What "zebra" cichlid is it? There's a few that can go by that common name. Is it a convict?

My guess is the eggs aren't even fertilized. Females do it all the time, the instinct to reproduce is strong and they'll lay eggs even without a male present. You'll know in a few days...if they're not, the eggs will start turning white.


----------



## brickell (Apr 12, 2009)

Hi thanks very much..

It is a convict.
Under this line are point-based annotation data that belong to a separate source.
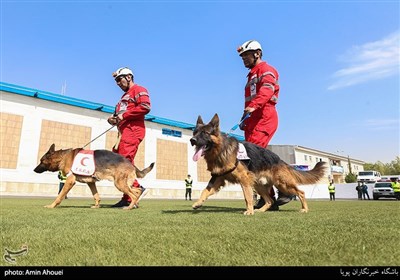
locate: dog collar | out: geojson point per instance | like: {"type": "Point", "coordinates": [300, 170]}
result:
{"type": "Point", "coordinates": [226, 172]}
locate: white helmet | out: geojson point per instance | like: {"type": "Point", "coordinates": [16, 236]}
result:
{"type": "Point", "coordinates": [123, 71]}
{"type": "Point", "coordinates": [251, 45]}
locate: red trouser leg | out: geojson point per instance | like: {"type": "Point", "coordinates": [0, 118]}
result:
{"type": "Point", "coordinates": [129, 151]}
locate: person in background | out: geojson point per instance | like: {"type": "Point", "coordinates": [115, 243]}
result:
{"type": "Point", "coordinates": [364, 188]}
{"type": "Point", "coordinates": [260, 118]}
{"type": "Point", "coordinates": [188, 183]}
{"type": "Point", "coordinates": [396, 188]}
{"type": "Point", "coordinates": [359, 190]}
{"type": "Point", "coordinates": [129, 114]}
{"type": "Point", "coordinates": [331, 189]}
{"type": "Point", "coordinates": [62, 179]}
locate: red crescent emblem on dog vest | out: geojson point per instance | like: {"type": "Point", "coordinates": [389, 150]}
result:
{"type": "Point", "coordinates": [84, 163]}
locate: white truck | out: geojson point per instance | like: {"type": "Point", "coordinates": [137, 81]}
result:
{"type": "Point", "coordinates": [368, 176]}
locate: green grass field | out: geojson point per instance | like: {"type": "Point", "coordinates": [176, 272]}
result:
{"type": "Point", "coordinates": [170, 233]}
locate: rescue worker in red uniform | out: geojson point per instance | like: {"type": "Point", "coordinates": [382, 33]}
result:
{"type": "Point", "coordinates": [129, 117]}
{"type": "Point", "coordinates": [261, 96]}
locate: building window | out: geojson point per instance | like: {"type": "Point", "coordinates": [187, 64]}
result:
{"type": "Point", "coordinates": [171, 132]}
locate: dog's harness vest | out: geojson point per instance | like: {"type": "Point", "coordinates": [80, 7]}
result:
{"type": "Point", "coordinates": [215, 175]}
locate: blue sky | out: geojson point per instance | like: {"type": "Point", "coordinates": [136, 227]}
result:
{"type": "Point", "coordinates": [338, 62]}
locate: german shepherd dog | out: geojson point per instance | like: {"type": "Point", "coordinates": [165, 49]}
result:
{"type": "Point", "coordinates": [263, 170]}
{"type": "Point", "coordinates": [108, 166]}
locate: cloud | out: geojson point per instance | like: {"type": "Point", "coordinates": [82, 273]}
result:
{"type": "Point", "coordinates": [383, 124]}
{"type": "Point", "coordinates": [371, 61]}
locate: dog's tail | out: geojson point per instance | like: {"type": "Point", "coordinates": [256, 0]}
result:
{"type": "Point", "coordinates": [142, 173]}
{"type": "Point", "coordinates": [309, 177]}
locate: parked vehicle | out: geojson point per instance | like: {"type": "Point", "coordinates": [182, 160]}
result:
{"type": "Point", "coordinates": [368, 176]}
{"type": "Point", "coordinates": [383, 189]}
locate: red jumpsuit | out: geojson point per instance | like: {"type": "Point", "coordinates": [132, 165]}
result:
{"type": "Point", "coordinates": [261, 93]}
{"type": "Point", "coordinates": [134, 105]}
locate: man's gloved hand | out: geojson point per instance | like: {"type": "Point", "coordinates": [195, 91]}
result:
{"type": "Point", "coordinates": [113, 120]}
{"type": "Point", "coordinates": [242, 120]}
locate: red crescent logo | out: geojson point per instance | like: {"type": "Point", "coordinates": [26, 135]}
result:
{"type": "Point", "coordinates": [83, 161]}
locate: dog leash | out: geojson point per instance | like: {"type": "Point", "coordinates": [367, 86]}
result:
{"type": "Point", "coordinates": [238, 124]}
{"type": "Point", "coordinates": [99, 136]}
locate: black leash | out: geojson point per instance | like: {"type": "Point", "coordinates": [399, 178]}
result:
{"type": "Point", "coordinates": [98, 136]}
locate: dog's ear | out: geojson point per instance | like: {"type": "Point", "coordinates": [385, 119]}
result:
{"type": "Point", "coordinates": [52, 148]}
{"type": "Point", "coordinates": [199, 121]}
{"type": "Point", "coordinates": [215, 121]}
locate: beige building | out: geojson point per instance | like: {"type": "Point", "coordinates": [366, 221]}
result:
{"type": "Point", "coordinates": [31, 120]}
I only have 1... would the red jewell fertilize it or would it only be another convict?

So i should leave things for a couple of days then beforre buying another smaller tank.


----------



## PeterUK (Sep 16, 2008)

Cichlids are very good parents, if the eggs hatch just leave them with the parents but personly as they will be hybrids I woud destroy the eggs before they hatch .... there are too many hybrids and mongrel fish about already.


----------



## remarkosmoc (Oct 19, 2005)

It is possible that the jewel mated with it. If the eggs don't turn white in 48 hrs they are likely fertilized. Momma will defend the fry for quite a while. If you want to raise them up then you will need another tank, but you can also leave them there and nature will probably takes its course.


----------



## Riceburner (Sep 3, 2008)

My Convict laid eggs last week on a vertical rock...








then moved them into a hollow in the log above the rock. They looked white in there, but she and the male still defended the spot. I figured she was just learning and eventually the non fertilized eggs would get snapped up by the other inhabitants. Well surprise, this morning I looked and she had moved the spawn to another hole they dug in the gravel by a different log....and there is a mass of wrigglers!!! :thumb: I'm going to let them just keep going and see what survives.

So let em develop if you want to see what they look like. Chances the fry will become food anyways.


----------



## remarkosmoc (Oct 19, 2005)

cool congrats...


----------



## Riceburner (Sep 3, 2008)

thanks...oops..sorry for the hijack...made a separate thread.


----------



## remarkosmoc (Oct 19, 2005)

LOL I wasn't paying that close of attention, I thought that pic was OP's


----------